I have wanted to be artist for as long as I can remember. There is something in the colors and textures that just…..bring me joy. As a kid, I would dress up in the oddest of clothes, much to my mother’s dismay, because I loved the look and the feel of the fabrics. I didn’t care if others thought it was “weird”; the clothes were just so beautiful! Looking back, I think they were probably hideous but I just didn’t care. The world was always beautiful to me!
Growing up, even as young as nine or ten, I would sneak off to art and sewing classes offered on Saturdays in the Philadelphia public schools. I even went on a trip to New York to see art museums. I think I was about twelve. I forged my mother’s signature on the permission slip and hopped on the bus by myself….. it was wonderful!
In high school, my art teacher, Ms Fontaine was my savior. As you can imagine, high school was not really for me. But her classroom was a haven. It was the one place I could go and be me and do the things I loved.
When it came time to pick a college and a college major, my mother tried to get me to do something that would be useful or practical.

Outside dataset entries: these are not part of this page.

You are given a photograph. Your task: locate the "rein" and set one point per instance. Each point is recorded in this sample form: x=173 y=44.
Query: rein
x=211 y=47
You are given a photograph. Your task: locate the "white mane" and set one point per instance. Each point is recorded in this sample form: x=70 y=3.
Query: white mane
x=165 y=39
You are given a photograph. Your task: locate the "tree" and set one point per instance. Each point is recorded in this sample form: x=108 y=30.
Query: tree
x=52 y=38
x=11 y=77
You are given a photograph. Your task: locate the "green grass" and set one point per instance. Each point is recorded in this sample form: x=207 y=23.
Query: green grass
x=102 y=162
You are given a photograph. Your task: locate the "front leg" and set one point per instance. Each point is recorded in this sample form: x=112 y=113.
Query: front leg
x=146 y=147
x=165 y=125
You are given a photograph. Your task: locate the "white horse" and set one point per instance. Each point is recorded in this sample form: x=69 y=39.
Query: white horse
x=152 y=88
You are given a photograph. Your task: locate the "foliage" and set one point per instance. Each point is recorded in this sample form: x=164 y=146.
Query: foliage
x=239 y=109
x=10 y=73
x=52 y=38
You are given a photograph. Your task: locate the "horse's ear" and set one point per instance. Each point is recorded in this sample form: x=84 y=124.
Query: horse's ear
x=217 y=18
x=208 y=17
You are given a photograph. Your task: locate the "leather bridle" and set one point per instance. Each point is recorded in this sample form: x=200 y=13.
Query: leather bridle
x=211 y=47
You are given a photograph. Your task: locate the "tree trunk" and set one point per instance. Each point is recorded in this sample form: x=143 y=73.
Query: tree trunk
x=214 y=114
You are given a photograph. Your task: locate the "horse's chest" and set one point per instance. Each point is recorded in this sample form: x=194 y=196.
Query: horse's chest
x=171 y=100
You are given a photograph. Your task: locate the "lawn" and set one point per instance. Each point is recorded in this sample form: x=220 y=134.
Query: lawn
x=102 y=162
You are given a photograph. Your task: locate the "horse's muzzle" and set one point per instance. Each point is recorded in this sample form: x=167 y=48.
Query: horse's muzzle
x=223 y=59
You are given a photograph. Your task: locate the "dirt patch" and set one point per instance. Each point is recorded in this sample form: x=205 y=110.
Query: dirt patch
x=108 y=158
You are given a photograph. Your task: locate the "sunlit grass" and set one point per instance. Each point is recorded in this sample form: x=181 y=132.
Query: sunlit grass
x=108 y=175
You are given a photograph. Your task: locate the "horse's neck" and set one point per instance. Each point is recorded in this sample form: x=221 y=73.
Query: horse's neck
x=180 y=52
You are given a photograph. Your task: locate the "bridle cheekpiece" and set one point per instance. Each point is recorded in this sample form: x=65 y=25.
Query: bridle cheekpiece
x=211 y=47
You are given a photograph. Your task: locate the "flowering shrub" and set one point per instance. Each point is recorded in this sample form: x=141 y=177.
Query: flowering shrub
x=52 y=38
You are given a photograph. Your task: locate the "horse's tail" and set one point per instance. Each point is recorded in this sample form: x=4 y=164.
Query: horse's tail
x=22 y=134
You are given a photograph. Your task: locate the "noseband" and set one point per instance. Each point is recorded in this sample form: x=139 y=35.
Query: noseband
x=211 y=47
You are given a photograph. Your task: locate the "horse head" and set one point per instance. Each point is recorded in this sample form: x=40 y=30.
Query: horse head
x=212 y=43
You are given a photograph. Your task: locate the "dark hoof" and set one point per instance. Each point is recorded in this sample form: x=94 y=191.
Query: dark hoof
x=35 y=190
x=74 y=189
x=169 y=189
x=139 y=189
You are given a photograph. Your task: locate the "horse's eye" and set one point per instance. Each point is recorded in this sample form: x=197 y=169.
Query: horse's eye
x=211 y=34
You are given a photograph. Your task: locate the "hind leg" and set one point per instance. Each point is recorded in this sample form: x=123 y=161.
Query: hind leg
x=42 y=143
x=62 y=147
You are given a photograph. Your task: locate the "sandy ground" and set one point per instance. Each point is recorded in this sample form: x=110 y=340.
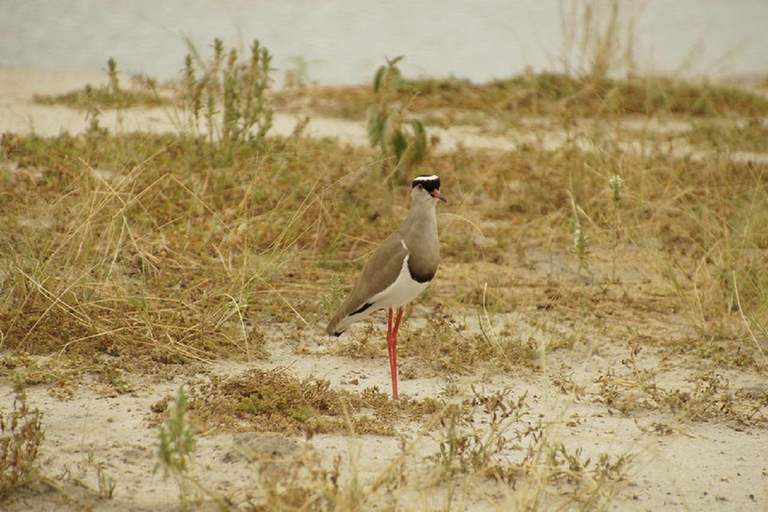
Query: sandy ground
x=711 y=465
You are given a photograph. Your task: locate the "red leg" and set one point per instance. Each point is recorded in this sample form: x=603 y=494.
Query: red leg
x=391 y=349
x=393 y=361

She insisted that I go to a big school (not an art school), so that I would have options other than art when I “came to my senses”. So I went to Penn State… and thankfully I never came to my senses, majoring in and graduating with a degree in Fine Art.
My mother was right about one thing…it’s tough making a living selling paintings. But since college, every job I ever had – the League of New Hampshire Craftsmen, the Boston Public Library Print Department, the Museum of American Textile History – was connected with art.
Eventually, I went back to school for my teaching degree and wound up teaching art in Loudoun County, Virginia. I tried to make my classroom a place where kids could go and be themselves, to make mistakes (“The Beautiful Oops!” was one of my favorite books to read to the kids), to get away from some of the classroom conformity, to have some fun, to learn about who they were, and to do a little art along the way.
Now having moved on from teaching, I have returned to my artistic roots. I have two primary studios on Chincoteague Island. My “Shudio” is where I go to draw and paint and generally get lost in the colors. My textile studio is where I go to create unique, colorful, and (I hope) beautiful art that can be used every day.